As described above, the present invention includes an eccentricity removing unit which moves the optical disk in the radial direction by contacting the outermost peripheral portion of the optical disk by power inside the optical disk device according to the present invention, based on the track error signal obtained from the optical head. The eccentricity of the disk is calculated, the eccentricity removal part is brought into contact with the outermost periphery of the disk, and further pressure is applied in the radial direction to move the optical disk from the center axis by the eccentricity of the disk obtained based on the track error signal By doing so, the eccentricity of the optical disk can be removed.

Therefore, the burden of causing the laser light emitted from the optical head to follow the pre-groove of the optical disk is reduced, and information can be recorded / reproduced / erased stably even when the optical disk rotates at a high speed.

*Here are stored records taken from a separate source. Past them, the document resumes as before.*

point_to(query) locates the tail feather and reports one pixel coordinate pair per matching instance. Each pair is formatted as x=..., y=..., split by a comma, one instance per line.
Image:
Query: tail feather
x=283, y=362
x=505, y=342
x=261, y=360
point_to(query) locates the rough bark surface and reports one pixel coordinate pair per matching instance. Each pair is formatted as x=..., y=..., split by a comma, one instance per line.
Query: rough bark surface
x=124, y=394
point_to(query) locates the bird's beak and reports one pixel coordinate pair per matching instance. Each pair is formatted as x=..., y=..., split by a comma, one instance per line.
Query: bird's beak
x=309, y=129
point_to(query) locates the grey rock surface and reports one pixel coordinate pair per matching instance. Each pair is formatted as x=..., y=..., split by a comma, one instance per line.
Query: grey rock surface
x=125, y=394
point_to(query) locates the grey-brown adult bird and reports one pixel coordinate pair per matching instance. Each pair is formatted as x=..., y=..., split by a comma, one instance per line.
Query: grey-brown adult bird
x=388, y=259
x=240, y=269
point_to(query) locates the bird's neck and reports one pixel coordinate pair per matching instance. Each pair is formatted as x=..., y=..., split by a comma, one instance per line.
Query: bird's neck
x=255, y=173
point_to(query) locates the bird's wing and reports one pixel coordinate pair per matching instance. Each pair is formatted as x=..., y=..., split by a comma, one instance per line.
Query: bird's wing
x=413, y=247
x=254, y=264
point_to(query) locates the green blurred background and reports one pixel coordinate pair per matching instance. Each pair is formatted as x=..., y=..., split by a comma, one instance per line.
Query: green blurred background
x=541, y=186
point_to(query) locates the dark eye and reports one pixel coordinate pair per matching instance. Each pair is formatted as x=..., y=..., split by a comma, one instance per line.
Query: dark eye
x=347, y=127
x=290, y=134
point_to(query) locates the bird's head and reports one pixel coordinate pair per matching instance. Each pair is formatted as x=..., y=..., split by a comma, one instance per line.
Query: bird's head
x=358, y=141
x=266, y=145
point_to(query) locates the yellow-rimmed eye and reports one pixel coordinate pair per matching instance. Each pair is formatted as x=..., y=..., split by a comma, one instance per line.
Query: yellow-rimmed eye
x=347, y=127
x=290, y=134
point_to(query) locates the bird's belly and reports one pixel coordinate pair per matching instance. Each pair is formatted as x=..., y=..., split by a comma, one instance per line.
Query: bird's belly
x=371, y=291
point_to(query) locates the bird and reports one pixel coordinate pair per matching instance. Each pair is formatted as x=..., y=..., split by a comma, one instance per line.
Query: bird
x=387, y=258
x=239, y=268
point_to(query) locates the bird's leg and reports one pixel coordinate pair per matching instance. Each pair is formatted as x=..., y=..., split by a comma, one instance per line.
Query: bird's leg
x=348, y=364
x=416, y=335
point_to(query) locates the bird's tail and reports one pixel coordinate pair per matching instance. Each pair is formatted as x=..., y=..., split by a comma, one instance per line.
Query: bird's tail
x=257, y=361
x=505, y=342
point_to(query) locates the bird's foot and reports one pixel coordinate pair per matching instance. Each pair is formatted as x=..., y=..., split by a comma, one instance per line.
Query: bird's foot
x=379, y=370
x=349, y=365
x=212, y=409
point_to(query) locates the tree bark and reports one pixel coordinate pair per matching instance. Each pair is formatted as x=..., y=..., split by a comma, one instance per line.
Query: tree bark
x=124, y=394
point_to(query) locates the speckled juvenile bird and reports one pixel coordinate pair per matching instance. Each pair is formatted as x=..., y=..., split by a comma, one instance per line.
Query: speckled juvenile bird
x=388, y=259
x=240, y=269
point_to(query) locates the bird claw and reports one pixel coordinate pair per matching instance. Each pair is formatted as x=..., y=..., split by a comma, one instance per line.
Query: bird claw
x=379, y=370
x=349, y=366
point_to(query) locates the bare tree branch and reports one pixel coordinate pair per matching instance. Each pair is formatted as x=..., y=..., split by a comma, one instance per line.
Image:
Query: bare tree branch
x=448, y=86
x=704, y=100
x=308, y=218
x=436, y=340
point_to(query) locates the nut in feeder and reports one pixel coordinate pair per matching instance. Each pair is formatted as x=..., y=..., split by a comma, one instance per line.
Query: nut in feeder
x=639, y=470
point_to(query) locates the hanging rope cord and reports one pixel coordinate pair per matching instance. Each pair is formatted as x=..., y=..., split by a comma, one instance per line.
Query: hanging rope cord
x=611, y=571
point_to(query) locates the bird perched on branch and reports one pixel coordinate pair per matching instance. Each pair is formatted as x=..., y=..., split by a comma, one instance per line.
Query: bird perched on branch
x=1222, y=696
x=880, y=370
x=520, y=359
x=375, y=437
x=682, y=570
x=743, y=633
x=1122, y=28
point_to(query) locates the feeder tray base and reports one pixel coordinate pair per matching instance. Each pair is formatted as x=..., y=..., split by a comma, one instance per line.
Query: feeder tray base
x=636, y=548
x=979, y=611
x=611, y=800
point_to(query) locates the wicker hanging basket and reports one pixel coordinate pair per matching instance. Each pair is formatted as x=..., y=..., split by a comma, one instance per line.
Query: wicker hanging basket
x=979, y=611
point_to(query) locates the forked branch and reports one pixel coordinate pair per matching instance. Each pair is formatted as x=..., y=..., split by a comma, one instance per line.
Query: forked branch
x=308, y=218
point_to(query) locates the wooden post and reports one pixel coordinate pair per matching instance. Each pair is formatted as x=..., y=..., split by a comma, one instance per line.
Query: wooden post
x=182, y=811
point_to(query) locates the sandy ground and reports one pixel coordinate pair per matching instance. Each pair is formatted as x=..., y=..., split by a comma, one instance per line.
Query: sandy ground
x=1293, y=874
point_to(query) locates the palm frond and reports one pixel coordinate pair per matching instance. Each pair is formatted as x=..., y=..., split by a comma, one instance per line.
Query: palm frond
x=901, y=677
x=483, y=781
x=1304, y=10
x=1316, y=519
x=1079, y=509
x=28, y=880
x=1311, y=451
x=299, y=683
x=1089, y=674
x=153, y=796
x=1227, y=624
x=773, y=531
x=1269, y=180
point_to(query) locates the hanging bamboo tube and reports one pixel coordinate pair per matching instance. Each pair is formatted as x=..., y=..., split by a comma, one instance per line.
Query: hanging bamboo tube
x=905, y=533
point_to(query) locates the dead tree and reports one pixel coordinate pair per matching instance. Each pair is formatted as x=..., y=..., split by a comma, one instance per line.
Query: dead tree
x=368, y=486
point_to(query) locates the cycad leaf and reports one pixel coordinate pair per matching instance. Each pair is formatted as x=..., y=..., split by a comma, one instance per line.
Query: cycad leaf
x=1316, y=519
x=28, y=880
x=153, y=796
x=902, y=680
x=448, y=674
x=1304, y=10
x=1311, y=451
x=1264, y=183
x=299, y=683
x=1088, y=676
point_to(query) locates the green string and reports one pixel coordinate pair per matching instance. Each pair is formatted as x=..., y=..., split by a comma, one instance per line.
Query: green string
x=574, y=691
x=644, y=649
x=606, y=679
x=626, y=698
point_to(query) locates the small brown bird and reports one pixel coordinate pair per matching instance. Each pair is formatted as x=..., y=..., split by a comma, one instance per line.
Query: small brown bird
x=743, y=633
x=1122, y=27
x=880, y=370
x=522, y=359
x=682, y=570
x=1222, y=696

Therefore, there is an effect that it is possible to provide a highly reliable optical disk device that solves the problem that information cannot be recorded / reproduced / erased.

[Brief description of the drawings]

FIG. 1 is a block diagram of an embodiment of an optical disk device, FIG. 2 is a diagram showing an optical disk eccentricity removing unit, FIG. 3 is a diagram showing an optical disk clamp unit, and FIG. 4 is a diagram showing a track error signal obtained from an optical head. FIG. 5 is a diagram showing a position at which the optical disk eccentricity removing tool and the optical disk are brought into contact with each other. FIGS. 6 and 7 are schematic views of a main part of a conventional optical disk device. DESCRIPTION OF SYMBOLS 1 ... Optical disk 2 ... Optical head 3 ... Filter 4 ... Drive circuit 5 ... Drive part 6 ... Eccentricity removal tool 7 ... Rotary motor 8 ... Clamp part 9 ... Rotary axis 10 ... Track servo circuit 11 ... Center of rotation axis 12 ... Laser beam emitting part 13 ... Magnet coil 14 ... Condenser lens 15 ... Spring 16 ... Laser beam 17 ... Galvanometer mirror 18 ... Center hole

Claims (1)

(57) [Claims] 1. An optical disk apparatus for recording / reproducing and erasing information by using a laser beam, comprising: an eccentricity removing section which contacts an outermost peripheral portion of an optical disk and moves the optical disk in a radial direction; An eccentricity removing method for an optical disk using an optical disk device comprising: an eccentricity detecting means for generating a sine wave of the formula (1); and a drive circuit for moving the eccentricity removing unit so that the sine wave of one cycle becomes zero. An eccentricity removing unit that contacts the outer circumference of the optical disk such that a sine wave of one cycle of the track error signal for one rotation of the optical disk becomes zero, and moves the optical disk in a radial direction.